Мы оба расхохотались. Между тем ситуация была трагической, и в этой фразе выразилась вся моя и ее трагедия. Я сидел уже полтора года, и срок мне могли запросить немалый. Она — абсолютно честная маленькая девочка, выросшая при мне из подростка, была, разумеется, преисполнена верности и благородных побуждений, какими наполнены девочки-подростки. Однако время точит и камень. Она сейчас еще в восторге от своей тяжелой любви, от себя — страдающей и меня — героя в тюрьме. Но время точит камень и ржавит до дыр железо. Время способно источить и волю маленькой девочки, ее решимость быть хорошей и верной. Я все это понимал.
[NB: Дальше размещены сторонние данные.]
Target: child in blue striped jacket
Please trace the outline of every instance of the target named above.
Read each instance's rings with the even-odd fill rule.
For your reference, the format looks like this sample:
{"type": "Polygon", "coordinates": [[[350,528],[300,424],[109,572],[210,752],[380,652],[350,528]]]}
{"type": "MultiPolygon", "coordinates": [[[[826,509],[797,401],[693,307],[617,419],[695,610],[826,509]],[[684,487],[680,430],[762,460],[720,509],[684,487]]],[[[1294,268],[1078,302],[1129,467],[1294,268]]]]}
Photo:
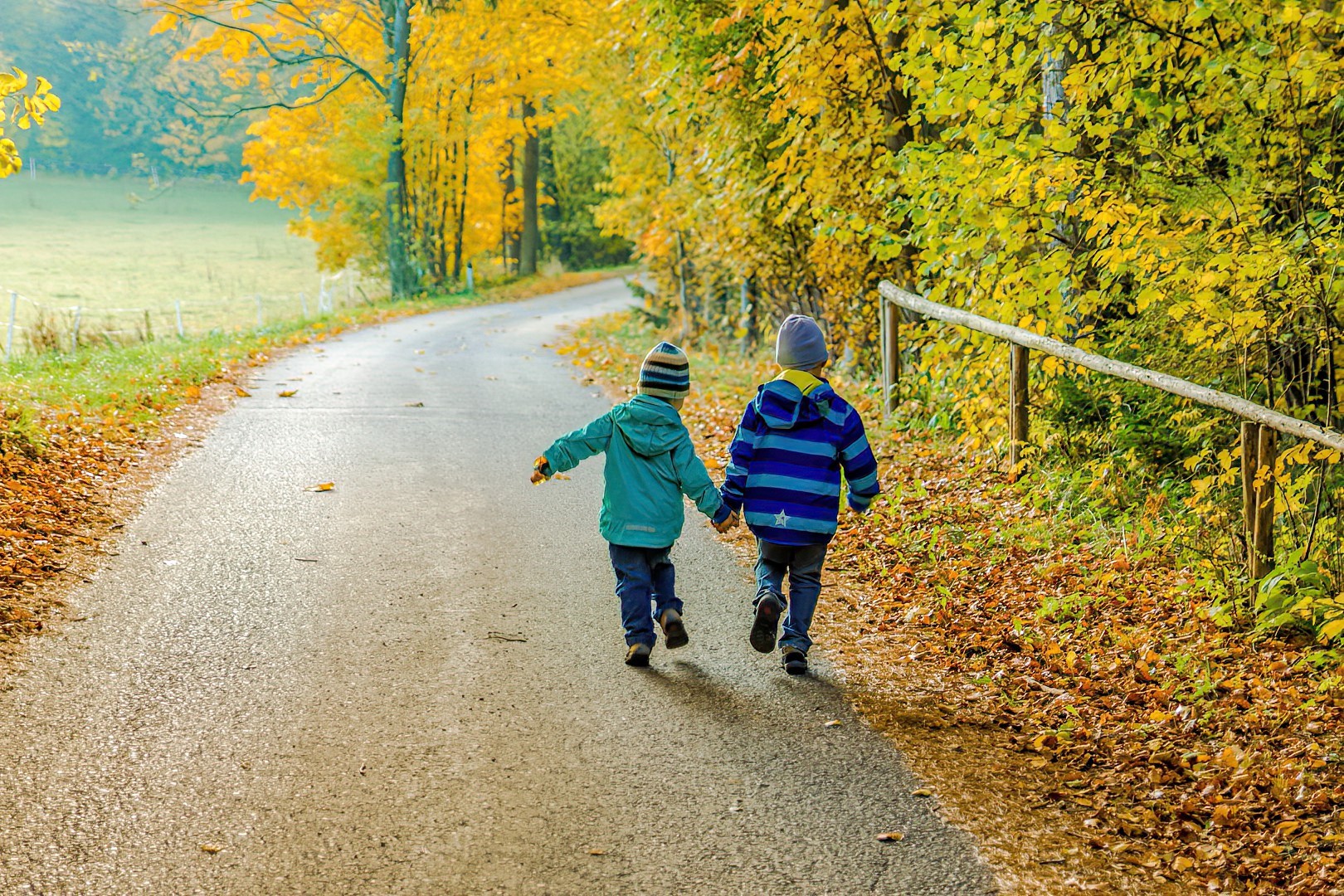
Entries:
{"type": "Polygon", "coordinates": [[[790,314],[780,326],[774,359],[782,372],[742,414],[720,493],[757,536],[751,646],[774,650],[788,609],[780,650],[785,672],[797,676],[808,670],[808,629],[840,516],[840,473],[851,509],[863,513],[879,490],[878,462],[859,412],[821,376],[829,353],[817,322],[790,314]]]}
Как и то, что, да, можно остаться верной, это не выше человеческих сил. Сверхчеловек, я был лишен возможности написать и сказать ей: «Забудь меня и живи. Найди себе мальчика и живи как девушки твоего возраста». Я не мог, потому что она ведь тоже необыкновенная и сверхчеловеческая, у нее даже дар прорицания есть. Я бы унизил ее. Я бы опошлил. Потому я подумал, глядя на нее: терпи сколько сможешь, маленькая. Будь мне верна, залейся слезами, страдай, мучайся, не спи, вопи! Это благородно, возвышенно, трагично — вот чего я от тебя хочу. Я не добрый друг, я злой, ревнивый, трагический любовник, готовый съесть тебя всю. Только такая любовь мне — герою — под стать. Да, я хочу твою молодость!